It had been your father-in-law. The man who never forgave you for the divorce.
A gnarled, grey hand punched through the gravel at your feet.
That was the horror of Night of the Dead Early Access . The dead didn't just hunger. They held grudges. A police officer would target the handcuffs on a survivor’s belt. A construction foreman would relentlessly swing a hammer at a hard hat. And worst of all, they remembered where they died.
The rain came down in greasy, black ropes, soaking into the cracked asphalt of the interstate. You adjusted the strap of your worn hiking pack, the weight of three cans of beans and a half-empty canteen feeling like lead. In the distance, the city skyline was a broken jaw of shattered glass and rusted rebar. Night of the Dead Early Access
And they remembered.
The nurse, whose name was Elara, dragged you into a drainage culvert. She had a map scratched into a piece of cardboard, dotted with safe houses and, crucially, "quiet zones"—places with no recent deaths. No bodies in the ground.
Elara saw it. Her face went pale. "You've been marked." It had been your father-in-law
The rain stopped. The world went silent.
"Run," a voice hissed from behind a toppled semi-truck. A woman in a blood-stained nurse's scrubs waved you over. "Don't fight it. It'll just summon more. They talk to each other through the dirt."

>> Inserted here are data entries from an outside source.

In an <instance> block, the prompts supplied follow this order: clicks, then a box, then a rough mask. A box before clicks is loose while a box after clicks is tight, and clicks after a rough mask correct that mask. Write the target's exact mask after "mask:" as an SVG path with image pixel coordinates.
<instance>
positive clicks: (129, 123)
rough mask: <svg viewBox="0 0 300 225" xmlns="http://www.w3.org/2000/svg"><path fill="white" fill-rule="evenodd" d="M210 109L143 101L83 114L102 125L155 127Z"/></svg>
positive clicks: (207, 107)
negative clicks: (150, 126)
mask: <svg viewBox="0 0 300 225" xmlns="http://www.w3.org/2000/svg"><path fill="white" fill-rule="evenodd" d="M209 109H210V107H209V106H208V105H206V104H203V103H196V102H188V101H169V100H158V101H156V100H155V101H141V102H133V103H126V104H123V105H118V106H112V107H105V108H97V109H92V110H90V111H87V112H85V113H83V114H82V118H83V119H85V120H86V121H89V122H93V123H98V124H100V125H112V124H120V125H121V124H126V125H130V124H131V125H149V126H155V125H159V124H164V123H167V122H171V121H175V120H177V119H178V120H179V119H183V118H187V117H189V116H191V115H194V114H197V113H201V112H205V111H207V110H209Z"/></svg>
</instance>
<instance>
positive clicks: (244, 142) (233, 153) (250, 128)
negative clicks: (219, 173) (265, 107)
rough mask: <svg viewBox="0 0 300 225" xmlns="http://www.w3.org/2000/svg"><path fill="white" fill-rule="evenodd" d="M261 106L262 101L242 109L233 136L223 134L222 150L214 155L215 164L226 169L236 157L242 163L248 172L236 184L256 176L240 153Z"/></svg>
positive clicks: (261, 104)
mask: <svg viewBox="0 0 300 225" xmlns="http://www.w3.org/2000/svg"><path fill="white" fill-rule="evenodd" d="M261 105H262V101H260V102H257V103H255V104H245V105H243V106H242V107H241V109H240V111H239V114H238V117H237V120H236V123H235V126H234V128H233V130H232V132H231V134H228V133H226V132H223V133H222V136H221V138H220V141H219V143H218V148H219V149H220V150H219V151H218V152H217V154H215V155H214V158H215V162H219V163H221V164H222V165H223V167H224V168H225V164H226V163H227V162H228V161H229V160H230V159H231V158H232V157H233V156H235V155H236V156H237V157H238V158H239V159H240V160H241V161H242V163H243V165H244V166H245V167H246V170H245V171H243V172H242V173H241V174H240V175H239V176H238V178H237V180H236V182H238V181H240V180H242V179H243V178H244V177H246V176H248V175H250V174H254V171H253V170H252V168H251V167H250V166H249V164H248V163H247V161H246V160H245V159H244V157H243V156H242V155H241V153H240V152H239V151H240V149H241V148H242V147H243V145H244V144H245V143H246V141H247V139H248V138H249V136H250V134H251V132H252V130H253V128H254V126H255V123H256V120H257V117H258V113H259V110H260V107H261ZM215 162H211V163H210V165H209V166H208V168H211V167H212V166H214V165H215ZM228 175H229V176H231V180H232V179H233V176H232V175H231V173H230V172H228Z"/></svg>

"We have to get to the old cinema," she whispered, her breath fogging in the cold. "Forty-seven people died there in a fire in 1982. They're all ash. They can't rise from ash." That was the horror of Night of the Dead Early Access
You were standing on the exact overpass where you'd crashed your sedan. You could feel them waking up below.
Then, from the direction of the city, came a sound like a thousand wet fingers drumming on a thousand coffins.